Regular Spelling
Thoughts on language and more

Reflow Problem

I never realized how hard it must be to write a novelization of a video game until I started doing one.

So sometime back I had started working on a novelization of Spiral Island, beginning a project to novelize the entire trilogy. Over the time since then I had done expansion of the story, fleshing out things that were still not in place yet and writing The Pocketwatch, The Wristwatch, and the whole Grand Game setting that serves as a prelude to the events of Spiral Island. I've also planned out the complete book layout for part 2 of the trilogy, mostly decided what I want for part 3 and just need to decide the order it's presented. But in all of that time, trying to finish, or even work much on the first book, has been met with a problem: I wrote the game first, and not the other way around. 

With parts 2 and 3 I only had a general plot for the games, and not a strict script. That made it pretty easy to write a book outline for those, because I was able to lay out the details of the book as one would naturally develop a book. But part 1 wasn't planned that way. It's already a fully planned and plotted game script (just waiting for production), and the entire story was written with a game in mind. And therein lies the problem: the script has gameplay in mind. There's events, interactions, plot lines that are in there for gameplay reasons more than anything else, and those don't translate well to a novel. And that leads to the problem. With me being the author of both the game and the novel, how do I rectify the two? What can be cut, what isn't necessary in the novel, how do I present the novel in such a way that the novel is the "canon" version of the story, while at the same time the game is also the "canon" version of the story? Because everything that happens in the game happens to the characters, just not everything that happens in the game would make for an entertaining novel.

This is a problem that had been plaguing me for a while already, while I've been writing around it and developing the story in other parts of the timeline. And as I started experimenting more with it lately, I came up with a different way to tell it, by recounting the tale in a different fashion, and reflowing the event order into a new form, that allows me to both tell the story in a novelized form, leave out things that wouldn't be interesting in a novel, while at the same time allowing both the game and the novel exist together, each in their own forms, without one of them causing a problem for the other. And that's the way I want it, because, while a video game is my prime medium I want to tell it in, I also want it to be accessible in another form for those that don't want to sit through and play it as a game.
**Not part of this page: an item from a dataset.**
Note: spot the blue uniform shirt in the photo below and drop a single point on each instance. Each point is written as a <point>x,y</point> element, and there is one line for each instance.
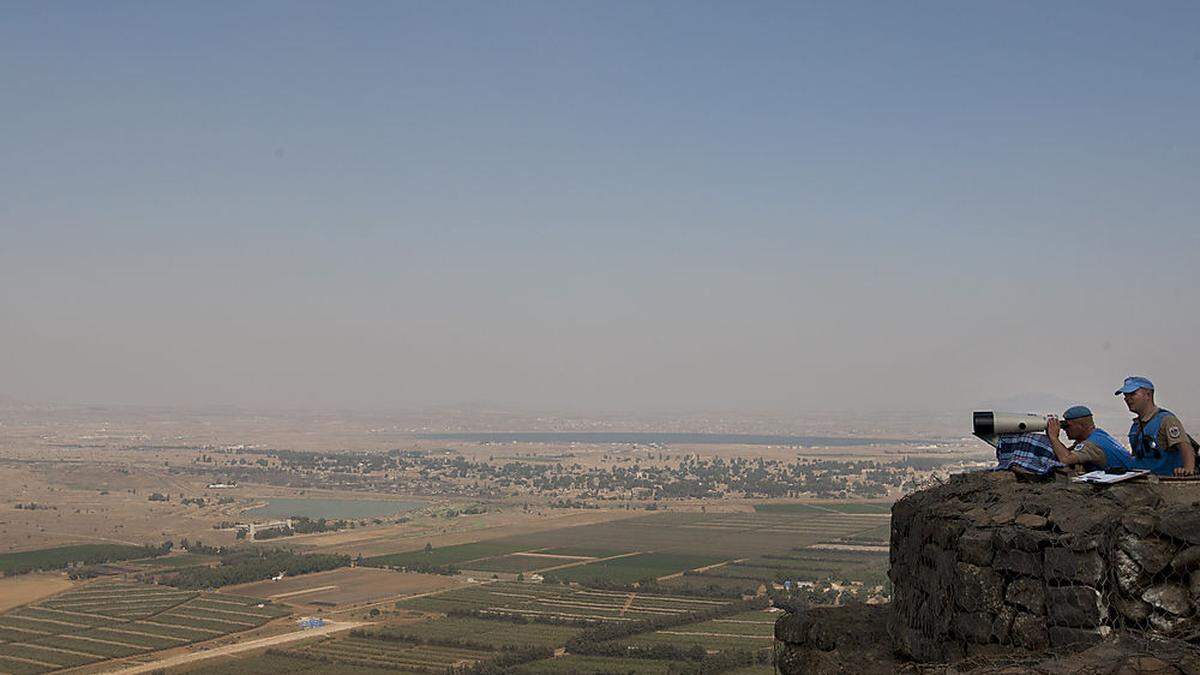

But just as I was finally starting to realize the way this could be done, a whole new problem presented. As I did some calculations about the logistics of a problem that occurs months before the start of the game's story (which is something you learn in the back nine of the game, but with this novel reflow I've moved to the prologue of the book as part of the new way the story's presented), a conversation came up with one of my coworkers starting as a joke, then spread to the regulars of Notebook Forums, that made me realize I had a whole new aspect I hadn't considered about that event: the psychological impacts it would have had on Amy because of it. And the general consensus of it from everybody else (including an actual psychologist by occupation) was that my thoughts on the effects were wrong. It really made me realize I hadn't even considered that aspect in the first place, even though I had been trying to keep psychology in mind with my character design. So I've taken a step back, dived into the DSM again, and began evaluating what would happen, what the effects were, and what impacts it would have to bring her from the chaos she would be in there to the more ordered person I've got her as in the story of the game. And on a higher level, I realized I never have done much work on her profile at all, and that I really have a lot more work to do to flesh her out to rectify all of it together. I think I have some idea of what I'm doing now, but it's going to take a lot more reading of the DSM and other psychological reports and things to truly bring this all together. 

At the end of the day there's one thing I know: had I finished this game and released it back when I was in high school, I would have sabotaged the story irreversibly. I was absolutely and completely not experienced or mature enough of a writer to tell this story then. Nor was I when I started doing it as an XNA project. Not adequately, anyway, not the way I wanted the story when I came up with the concepts for it without fully understanding their implications. And I don't know if I am now, either. I probably have a lot more to consider before I can tell this right. But I want it done right, so when it is finally done, it truly is done, and not a mess I have to try and clean up more later. And so the work continues.